Qubit performance is fundamentally constrained by environmental noise, which induces energy relaxation and dephasing, leading to reduced coherence times and lower gate fidelities. Noise spectroscopy plays a crucial role in characterizing this noise and serves as the first step toward understanding and mitigating its impact on quantum systems. Conventional qubit-noise spectroscopy methods use the qubit itself as a noise sensor, but the qubit’s short coherence time limits sensitivity and confines measurements to low-frequency noise.

We introduce a method for measuring qubit frequency noise using a high-quality three-dimensional superconducting cavity [1]. The method exploits dressed dephasing, a process in which qubit frequency fluctuations are converted into photon loss within a coupled cavity [2]. By preparing a single photon in the cavity and post-selecting on repeated qubit measurement results, we isolate qubit noise-induced photon loss from other decay processes.
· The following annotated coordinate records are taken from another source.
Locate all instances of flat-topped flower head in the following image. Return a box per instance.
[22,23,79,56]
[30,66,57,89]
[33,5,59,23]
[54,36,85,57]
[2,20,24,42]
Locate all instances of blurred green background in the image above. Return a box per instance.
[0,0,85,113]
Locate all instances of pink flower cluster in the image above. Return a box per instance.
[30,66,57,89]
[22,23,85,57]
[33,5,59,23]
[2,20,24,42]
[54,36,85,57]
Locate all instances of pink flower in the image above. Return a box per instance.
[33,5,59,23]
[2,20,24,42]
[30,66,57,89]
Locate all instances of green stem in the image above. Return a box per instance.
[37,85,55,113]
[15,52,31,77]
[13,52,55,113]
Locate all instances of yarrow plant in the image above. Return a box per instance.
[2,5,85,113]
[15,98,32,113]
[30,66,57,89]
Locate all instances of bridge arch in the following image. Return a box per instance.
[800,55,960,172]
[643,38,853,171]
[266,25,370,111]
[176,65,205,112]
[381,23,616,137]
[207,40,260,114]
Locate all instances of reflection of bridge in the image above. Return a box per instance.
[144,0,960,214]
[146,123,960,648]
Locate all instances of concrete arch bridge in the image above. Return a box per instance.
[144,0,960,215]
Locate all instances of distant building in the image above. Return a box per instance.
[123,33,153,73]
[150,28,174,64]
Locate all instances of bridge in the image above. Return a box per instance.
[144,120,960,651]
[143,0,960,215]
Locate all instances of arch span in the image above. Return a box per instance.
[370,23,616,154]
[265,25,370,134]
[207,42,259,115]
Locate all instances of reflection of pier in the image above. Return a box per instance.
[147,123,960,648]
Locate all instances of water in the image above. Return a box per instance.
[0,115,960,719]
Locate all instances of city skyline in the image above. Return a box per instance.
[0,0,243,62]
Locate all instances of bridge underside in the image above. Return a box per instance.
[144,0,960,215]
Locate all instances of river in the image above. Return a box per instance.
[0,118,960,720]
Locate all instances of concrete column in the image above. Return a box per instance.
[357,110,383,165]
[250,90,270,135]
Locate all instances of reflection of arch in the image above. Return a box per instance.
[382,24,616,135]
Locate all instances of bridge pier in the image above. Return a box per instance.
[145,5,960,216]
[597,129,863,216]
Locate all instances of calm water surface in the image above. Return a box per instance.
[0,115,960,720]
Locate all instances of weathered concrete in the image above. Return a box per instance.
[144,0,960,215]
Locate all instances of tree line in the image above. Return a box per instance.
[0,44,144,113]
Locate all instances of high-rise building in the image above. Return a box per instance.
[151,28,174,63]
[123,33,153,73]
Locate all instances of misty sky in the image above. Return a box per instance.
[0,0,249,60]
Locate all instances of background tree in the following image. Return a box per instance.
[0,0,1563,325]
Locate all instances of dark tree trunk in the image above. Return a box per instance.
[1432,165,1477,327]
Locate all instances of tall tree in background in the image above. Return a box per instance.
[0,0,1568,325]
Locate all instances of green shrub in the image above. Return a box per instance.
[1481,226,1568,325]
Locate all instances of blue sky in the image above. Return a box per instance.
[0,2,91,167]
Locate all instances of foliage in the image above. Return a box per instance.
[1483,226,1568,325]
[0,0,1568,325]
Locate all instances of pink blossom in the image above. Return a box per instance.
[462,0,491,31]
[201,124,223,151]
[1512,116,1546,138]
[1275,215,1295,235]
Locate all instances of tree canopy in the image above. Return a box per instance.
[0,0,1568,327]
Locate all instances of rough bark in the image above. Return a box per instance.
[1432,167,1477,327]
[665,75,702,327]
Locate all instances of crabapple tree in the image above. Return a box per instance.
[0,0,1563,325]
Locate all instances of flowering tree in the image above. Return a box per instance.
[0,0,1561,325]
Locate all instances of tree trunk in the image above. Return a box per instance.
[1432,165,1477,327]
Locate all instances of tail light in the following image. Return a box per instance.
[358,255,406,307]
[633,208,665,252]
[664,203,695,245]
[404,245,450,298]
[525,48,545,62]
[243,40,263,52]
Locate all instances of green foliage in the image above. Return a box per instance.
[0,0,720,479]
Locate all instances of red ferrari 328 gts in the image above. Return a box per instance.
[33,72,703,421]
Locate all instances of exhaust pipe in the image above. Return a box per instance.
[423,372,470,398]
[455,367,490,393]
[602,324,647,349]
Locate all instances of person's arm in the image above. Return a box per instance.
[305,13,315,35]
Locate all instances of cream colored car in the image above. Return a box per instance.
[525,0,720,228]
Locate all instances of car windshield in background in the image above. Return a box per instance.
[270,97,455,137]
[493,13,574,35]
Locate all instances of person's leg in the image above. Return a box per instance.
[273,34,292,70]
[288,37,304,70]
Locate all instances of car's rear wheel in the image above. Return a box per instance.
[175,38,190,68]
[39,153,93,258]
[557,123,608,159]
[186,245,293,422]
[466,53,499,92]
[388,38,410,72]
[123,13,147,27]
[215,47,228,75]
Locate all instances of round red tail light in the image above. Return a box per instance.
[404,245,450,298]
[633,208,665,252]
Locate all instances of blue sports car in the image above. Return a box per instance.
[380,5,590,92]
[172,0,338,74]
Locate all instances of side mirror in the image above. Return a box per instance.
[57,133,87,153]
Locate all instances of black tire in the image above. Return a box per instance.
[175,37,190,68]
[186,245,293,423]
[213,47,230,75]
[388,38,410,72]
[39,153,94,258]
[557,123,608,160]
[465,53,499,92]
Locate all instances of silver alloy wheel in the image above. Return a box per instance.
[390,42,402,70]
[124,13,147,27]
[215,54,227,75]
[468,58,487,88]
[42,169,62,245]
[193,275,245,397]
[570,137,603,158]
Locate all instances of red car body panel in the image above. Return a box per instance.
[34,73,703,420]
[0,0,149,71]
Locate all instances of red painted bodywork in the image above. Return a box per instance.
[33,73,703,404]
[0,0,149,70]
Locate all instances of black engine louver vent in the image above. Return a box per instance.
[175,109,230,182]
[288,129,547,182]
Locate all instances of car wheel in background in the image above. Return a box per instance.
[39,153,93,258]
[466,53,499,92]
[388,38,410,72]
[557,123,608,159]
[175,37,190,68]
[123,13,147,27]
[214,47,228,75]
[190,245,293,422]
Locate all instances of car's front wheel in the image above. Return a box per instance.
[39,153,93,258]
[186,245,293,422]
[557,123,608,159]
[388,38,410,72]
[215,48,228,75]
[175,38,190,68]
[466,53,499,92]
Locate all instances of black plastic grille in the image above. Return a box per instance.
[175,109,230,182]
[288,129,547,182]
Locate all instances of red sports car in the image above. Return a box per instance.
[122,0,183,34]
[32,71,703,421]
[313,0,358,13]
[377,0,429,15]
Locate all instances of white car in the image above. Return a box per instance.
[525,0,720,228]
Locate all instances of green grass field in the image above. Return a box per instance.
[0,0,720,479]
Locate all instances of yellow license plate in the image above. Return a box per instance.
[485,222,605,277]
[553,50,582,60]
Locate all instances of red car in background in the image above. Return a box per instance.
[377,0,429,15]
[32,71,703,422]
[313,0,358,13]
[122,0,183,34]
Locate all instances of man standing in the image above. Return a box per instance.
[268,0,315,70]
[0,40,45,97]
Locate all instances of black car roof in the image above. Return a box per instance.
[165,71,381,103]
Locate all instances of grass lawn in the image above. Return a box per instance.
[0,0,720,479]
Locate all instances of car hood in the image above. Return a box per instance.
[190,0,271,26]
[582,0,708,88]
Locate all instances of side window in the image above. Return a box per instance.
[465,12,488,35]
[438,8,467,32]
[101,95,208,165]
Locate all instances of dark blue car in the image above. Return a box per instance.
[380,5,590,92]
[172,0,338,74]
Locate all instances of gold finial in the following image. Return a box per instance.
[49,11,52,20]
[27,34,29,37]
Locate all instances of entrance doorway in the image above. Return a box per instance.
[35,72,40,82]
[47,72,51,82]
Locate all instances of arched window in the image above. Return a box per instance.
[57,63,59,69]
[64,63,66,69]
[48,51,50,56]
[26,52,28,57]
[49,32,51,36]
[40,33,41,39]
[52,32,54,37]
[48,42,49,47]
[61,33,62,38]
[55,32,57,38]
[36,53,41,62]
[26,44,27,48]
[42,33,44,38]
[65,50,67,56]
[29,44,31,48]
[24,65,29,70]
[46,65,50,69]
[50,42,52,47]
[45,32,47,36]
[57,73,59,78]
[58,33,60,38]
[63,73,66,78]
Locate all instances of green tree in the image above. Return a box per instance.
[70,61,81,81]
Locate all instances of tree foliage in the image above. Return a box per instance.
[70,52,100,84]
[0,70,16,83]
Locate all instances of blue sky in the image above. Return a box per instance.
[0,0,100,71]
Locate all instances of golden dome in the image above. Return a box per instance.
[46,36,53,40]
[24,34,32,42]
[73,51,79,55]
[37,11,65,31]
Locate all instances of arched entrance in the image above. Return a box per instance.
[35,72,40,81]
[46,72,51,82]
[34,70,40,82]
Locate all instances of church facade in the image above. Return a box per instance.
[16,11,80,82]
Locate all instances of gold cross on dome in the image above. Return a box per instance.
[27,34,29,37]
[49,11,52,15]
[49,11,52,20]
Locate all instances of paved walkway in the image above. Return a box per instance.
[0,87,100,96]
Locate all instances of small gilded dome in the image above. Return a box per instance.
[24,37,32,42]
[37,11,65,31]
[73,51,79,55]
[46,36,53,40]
Artificially generated frequency noise is used to calibrate and validate the scheme, allowing us to bound the intrinsic dressed-dephasing rate at the transmon–cavity detuning frequency to below Γ < 1/300 ms⁻¹. This approach extends noise detection to higher frequencies and rare events, providing a new pathway for probing subtle decoherence mechanisms that may ultimately limit the performance of superconducting qubits.

 

[1] Milul, O. et al. Superconducting Cavity Qubit with Tens of Milliseconds Single-Photon Coherence Time. PRX Quantum 4 (2023).

[2] Slichter, D. H. et al. Measurement-induced qubit state mixing in circuit QED from Up-converted dephasing noise. Physical Review Letters 109 (2012).